The Pentagon dismisses recruits who test positively for exposure but allows personnel on active duty who test positively to remain in the service as long as no signs of the actual disease arise. Some officials in the Army, however, have been pressing Dr. Mayer's group to require the honorable discharge of any member of the service who tests positively for exposure.

While the group declined to recommend a change in the retention policy, it has endorsed some other policy changes that may prove controversial.

For example, the group is urging that commanders be allowed to deny security clearances and flight status to personnel in medical screening who admit to drug use or homosexual activity, factors linked to the disease.

Final Recommendation Due

The draft policy is being circulated by Dr. Mayer among the armed services and the Joint Chiefs of Staff. Dated Dec. 11, it asks for final comments by Jan. 5 so a final recommendation can be forwarded to Defense Secretary Caspar W. Weinberger on Jan. 15.

Acquired immune deficiency syndrome attacks the body's immune system and its ability to resist infection. No cure has been found for the fatal disease. Most of its victims are homosexuals, intravenous drug users and people receiving tainted blood transfusions, although there is evidence the disease is spreading to the general population.

The Pentagon began testing the blood of all military recruits for an antibody associated with AIDS in October 1985. Early this year the screening was extended to all active duty personnel.

The testing began under interim guidelines, subject to review after the first year of screening. It is the review that has produced the new draft policy.

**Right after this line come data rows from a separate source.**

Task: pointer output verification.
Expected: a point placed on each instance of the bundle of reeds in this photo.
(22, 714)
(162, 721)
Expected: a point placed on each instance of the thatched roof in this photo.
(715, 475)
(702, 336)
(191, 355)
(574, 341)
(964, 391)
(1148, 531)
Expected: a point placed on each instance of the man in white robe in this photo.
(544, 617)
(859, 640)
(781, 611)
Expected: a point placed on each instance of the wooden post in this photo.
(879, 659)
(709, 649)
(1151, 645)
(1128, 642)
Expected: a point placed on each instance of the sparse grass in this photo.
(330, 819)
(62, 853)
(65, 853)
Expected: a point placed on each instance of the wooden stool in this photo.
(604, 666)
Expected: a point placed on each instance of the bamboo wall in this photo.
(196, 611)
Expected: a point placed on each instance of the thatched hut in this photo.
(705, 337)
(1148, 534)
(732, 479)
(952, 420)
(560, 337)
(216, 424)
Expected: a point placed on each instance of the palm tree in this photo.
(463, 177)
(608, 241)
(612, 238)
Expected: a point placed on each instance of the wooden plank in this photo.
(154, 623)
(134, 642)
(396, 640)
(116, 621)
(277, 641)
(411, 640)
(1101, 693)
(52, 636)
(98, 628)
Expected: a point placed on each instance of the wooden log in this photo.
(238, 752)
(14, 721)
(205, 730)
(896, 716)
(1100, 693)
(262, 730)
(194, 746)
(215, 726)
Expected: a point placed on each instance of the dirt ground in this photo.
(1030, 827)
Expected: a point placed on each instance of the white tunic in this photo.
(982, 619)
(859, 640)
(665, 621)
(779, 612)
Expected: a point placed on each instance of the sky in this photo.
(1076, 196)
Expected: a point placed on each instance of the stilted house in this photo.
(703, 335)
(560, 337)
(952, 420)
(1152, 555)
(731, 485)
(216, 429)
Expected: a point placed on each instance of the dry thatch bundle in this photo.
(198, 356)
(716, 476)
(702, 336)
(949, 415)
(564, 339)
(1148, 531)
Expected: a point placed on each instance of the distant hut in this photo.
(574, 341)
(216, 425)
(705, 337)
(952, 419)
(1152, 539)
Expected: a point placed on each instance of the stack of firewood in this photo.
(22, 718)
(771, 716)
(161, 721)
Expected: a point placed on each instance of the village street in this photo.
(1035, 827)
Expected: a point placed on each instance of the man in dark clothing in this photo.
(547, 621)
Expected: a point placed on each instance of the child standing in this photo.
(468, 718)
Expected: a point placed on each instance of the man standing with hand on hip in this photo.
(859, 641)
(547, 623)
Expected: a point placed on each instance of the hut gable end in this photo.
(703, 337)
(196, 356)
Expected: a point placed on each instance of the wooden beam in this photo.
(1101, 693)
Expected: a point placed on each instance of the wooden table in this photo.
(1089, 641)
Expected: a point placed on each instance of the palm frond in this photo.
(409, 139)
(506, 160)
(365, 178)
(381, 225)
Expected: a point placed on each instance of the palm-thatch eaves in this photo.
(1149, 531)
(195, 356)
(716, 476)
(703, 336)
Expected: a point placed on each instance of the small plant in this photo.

The statement, as expected, incorporates new language on the confidentiality of the doctor-patient relationship that was ordered by Congress earlier this fall. That language specifies that the military services cannot use information disclosed to a doctor by anyone in the service after a positive test as the sole basis for a court-martial, discharge or "adverse personnel action."

But the working group, in carrying out the Congressional directive, said some exceptions were appropriate when people admitted drug use or homosexual activity and the job entailed such things as handling nuclear weapons or military secrets and flying airplanes.

Sharing of Names Urged

Among other changes, the draft policy would also allow military physicians to share with civilian health officials the names of any individuals identified by a service member as likely to have been exposed by that person to the disease through sexual or contact involving drug abuse.

The service member would be informed in advance, however, that any names volunteered would be shared with civilian health agencies.

Military doctors routinely tell civilian health officials whether members of the services have other communicable diseases, and in some states they are required to do so by law.

The most debatable aspect of the new review, however, was the question of retention, said officials, who spoke on condition of anonymity.

Military recruits who test positively are automatically denied entry into the service. But those on active duty who show no signs of the disease are allowed to remain in the service, subject to restrictions on overseas deployments and job assignments.

Army officials have argued that any soldier who tests positively should be given an honorable discharge, said one source. People exposed to the disease, even those who have not contracted it, can transmit it through sexual contacts, raising ethical questions about keeping them on active duty as an employee of the Government, the source said.

Moreover, "everybody on the force is supposed to be deployable, and these people aren't," the source added.